Advancements in cyberthreat intelligence through resource exhaustion attack detection using hybrid deep learning with heuristic search algorithms

Machine Learning


This paper proposes a novel CREA-HDLMOA methodology. Its primary goal is to advance an effective method for DDoS attack detection using advanced optimization algorithms. The methodology involves various processes, such as data normalization, dimensionality reduction, hybrid classification, and parameter selection. Figure 2 represents the workflow of the CREA-HDLMOA model.

Fig. 2
figure 2

Workflow of the CREA-HDLMOA method.

Stage I: data normalization

Initially, the data normalization stage employs LSN for converting input data into a beneficial format. This model is chosen for its simplicity, computational efficiency, and ability to scale input features into a uniform range, typically [0,1], which is crucial for accelerating model convergence during training. LSN ensures no feature dominates others due to scale differences, preserving the relative relationships among data points. The model also exhibits efficiency for time-series and DL techniques and does not distort feature distributions. The method also assists in reducing gradient vanishing issues in deep networks by maintaining numerical stability. Compared to more complex normalization techniques, LSN presents minimal overhead, making it ideal for real-time and resource-constrained environments. This makes LSN a perfect choice for pre-processing in DDoS detection tasks.

LSN is an essential pre-processing stage in DDoS attack detection, guaranteeing that networking traffic features are converted to an ordinary scale, usually inside [0,1] or [– 1,1]. This normalization avoids features with large numeric intervals to control those with small choices, resulting in more symmetrical and precise ML methods. During the detection of DDoS, whereas real-time study is essential, normalization improves the efficacy of classifiers by guaranteeing that each feature contributes similarly to the decision-making procedure. It reduces the influence of noise and outliers, making anomaly-based detection models more predictable. Eventually, linear scaling standardization is essential in improving feature representation and enhancing the complete detection precision of DDoS attacks.

Stage II: dimensionality reduction process

Besides, the ROA implements the FS process for selecting the most relevant features from the data31. This model is chosen for its robust global search capability and efficiency in handling high-dimensional feature spaces. The technique replicates the natural rime growth process, enabling it to explore and exploit feature subsets efficiently to detect the most relevant attributes for DDoS detection. This method maintains the semantic integrity of features and does not need data transformation, which is significant for interpretability. The model also shows excellence in dynamically adjusting the selection process based on fitness values, ensuring optimal feature subsets tailored for the classification task. This results in improved model accuracy, faster training, and reduced computational complexity.

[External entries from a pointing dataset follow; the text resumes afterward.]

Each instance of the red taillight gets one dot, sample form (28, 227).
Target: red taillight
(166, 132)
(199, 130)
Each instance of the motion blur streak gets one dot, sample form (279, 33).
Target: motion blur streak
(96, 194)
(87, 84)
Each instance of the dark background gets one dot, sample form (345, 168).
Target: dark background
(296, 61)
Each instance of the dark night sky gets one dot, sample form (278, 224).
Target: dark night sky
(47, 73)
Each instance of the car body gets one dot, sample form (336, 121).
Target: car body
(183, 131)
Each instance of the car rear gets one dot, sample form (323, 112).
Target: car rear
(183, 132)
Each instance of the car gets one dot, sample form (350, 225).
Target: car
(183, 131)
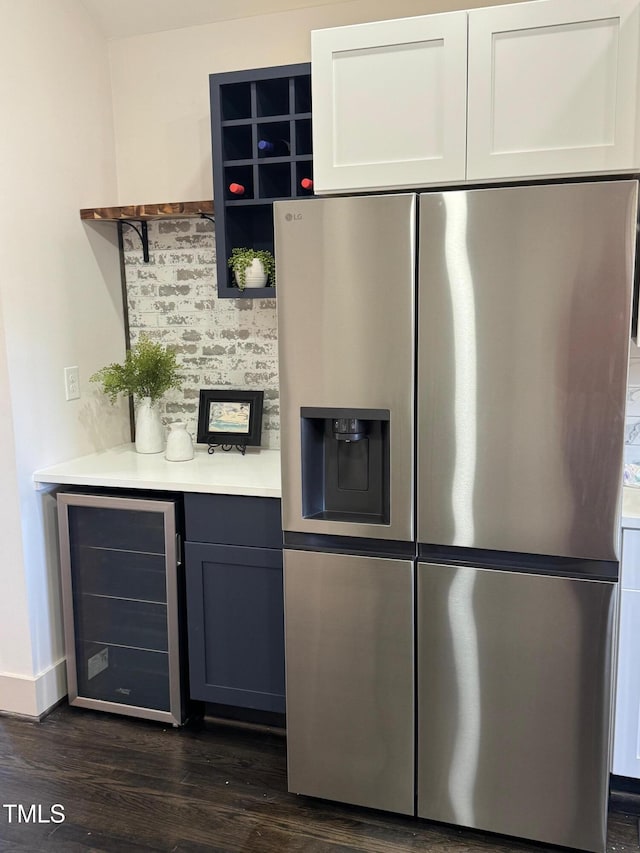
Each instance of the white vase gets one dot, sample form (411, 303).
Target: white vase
(254, 275)
(149, 429)
(179, 443)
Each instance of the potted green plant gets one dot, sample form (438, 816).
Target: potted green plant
(252, 267)
(149, 371)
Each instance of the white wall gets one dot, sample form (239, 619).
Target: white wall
(161, 88)
(61, 305)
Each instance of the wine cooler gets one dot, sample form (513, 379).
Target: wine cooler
(122, 597)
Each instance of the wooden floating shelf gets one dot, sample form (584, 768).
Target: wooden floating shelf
(171, 210)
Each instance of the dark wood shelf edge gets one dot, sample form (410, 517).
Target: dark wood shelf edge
(229, 292)
(169, 210)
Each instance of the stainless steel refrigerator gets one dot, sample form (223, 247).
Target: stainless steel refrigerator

RIME is the optimizer model, miming the natural frost formation procedure. Frost formation mainly takes place in two kinds: hard and soft frost. This model utilizes a forward greedy method to repeatedly hunt for the optimum solution, attaining a global optimizer.

During RIME, all frost bodies are considered the individual searching particles inside the model, and the complete frost body population is deliberated as the model’s population. The complete frost body population RRR is initially set to determine the primary mathematical representation, as provided in Eq. (1).

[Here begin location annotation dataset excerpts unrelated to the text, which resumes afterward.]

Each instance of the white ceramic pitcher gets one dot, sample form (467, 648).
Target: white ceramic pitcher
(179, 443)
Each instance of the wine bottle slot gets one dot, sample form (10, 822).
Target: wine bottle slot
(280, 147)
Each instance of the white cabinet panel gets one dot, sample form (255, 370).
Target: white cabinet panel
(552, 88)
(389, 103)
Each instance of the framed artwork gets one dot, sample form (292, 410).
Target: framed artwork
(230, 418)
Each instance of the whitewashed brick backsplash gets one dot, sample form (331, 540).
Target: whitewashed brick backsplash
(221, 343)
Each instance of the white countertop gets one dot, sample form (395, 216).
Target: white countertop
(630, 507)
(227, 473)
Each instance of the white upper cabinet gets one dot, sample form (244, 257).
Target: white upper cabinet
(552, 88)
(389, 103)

$$\:R=\left[\begin{array}{llll}{x}_{11}&\:{x}_{12}&\:\dots\:&\:{x}_{1j}\\\:{x}_{21}&\:{x}_{22}&\:\dots\:&\:{x}_{2j}\\\:\vdots&\:\vdots&\:\ddots\:&\:\vdots\\\:{x}_{i1}&\:{x}_{i2}&\:\dots\:&\:{x}_{ij}\end{array}\right]$$

(1)

Here, \(\:R\) signifies the original frost body population, and \(\:{x}_{ij}\) characterizes the \(\:jth\) frost particle within the frost crystal \(\:i\). The fitness function \(\:F\left(S\right)\) for the frost body agent is given in Eq. (2).

$$\:F\left({S}_{i}\right)=\left[\begin{array}{c}f\left(\left[{x}_{11}\:{x}_{12}\dots\:{x}_{1j}\right]\right)\\\:f\left(\left[{x}_{21}\:{x}_{22}\dots\:{x}_{2j}\right]\right)\\\:\vdots\:\:\:\vdots\:\:\:\:\vdots\\\:f\left(\left[{x}_{i1}\:{x}_{i2}\dots\:{x}_{ij}\right]\right)\end{array}\right]$$

(2)

Here, \(\:f\) signifies the frost particle fitness.

After all frost particles are compressed into soft frost, they transfer based on the particular design, and ecological features influence their efficacy. When the particle surpasses the escape radius, compression cannot take place.

$$\:{R}_{i,j}^{new}={R}_{best,j}+{r}_{1}\cdot\:\text{c}\text{o}\text{s}\theta\:\cdot\:\beta\:\cdot\:\left(h\cdot\:\left(U{b}_{ij}-L{b}_{ij}\right)+L{b}_{ij}\right),\:{r}_{2}

(3)

Here: \(\:{R}_{i,j}^{new}\) represents the upgrade location of the particle; \(\:{R}_{best},\) \(\:j\) signifies the \(\:j\:th\) particle of the optimal frost body within the frost population; \(\:{r}_{1}\) means randomly generated numbers inside the interval \(\:\left(-\text{1,1}\right);\theta\:\) specifies the particle movement direction that alterations in all iterations, as exposed in Eq. 6; \(\:\beta\:\) represents ecological aspect, which pretends modifications in the outside atmosphere in iterations to guarantee the model’s convergence, through the convergence equation specified in Eq. (5); \(\:h\) control the central distance among dual elements and is randomly generated numbers inside the interval \(\:\left(\text{0,1}\right);U{b}_{ij}\) and \(\:L{b}_{ij}\) characterize the lower and upper limits of the escaping interval, controlling the particle movement range; \(\:{r}_{2}\) means randomly generated number in the interval of \(\:\left(\text{0,1}\right)\) and, in addition to the attachment coefficient EEE, controls the upgrade of the particle position; \(\:E\) signifies attachment coefficient, which improves with the iteration counts, as stated in Eq. (6).

$$\:\theta\:=\pi\:\cdot\:\frac{t}{10\cdot\:T}$$

(4)

$$\:\beta\:=1-\frac{\left[\frac{Wt}{T}\right]}{W}$$

(5)

$$\:E=\sqrt{\left(\frac{t}{T}\right)}$$

(6)

Now, \(\:t\) represents the present iteration amount; \(\:T\) characterizes the maximal iteration counts; \(\:\left[\right]\) specifies rounding to the closest integer; \(\:w\) refers to segment counts that control the step function.

As the range of soft frost improves, it shows a stronger chance and wide-ranging coverage that enables the fast recognition of the best decomposition parameters. A hard frost penetration mechanism is presented to update the model among agents to stop them from being stuck in local ideals in the optimization procedure. This mechanism allows the particles to exchange through dissimilar local areas, thus enhancing model convergence and avoiding local bests, as exemplified in Eq. (7).

$$\:{R}_{ij}^{new}={R}_{best,j},\:{r}_{3}<{F}^{normr}$$

(7)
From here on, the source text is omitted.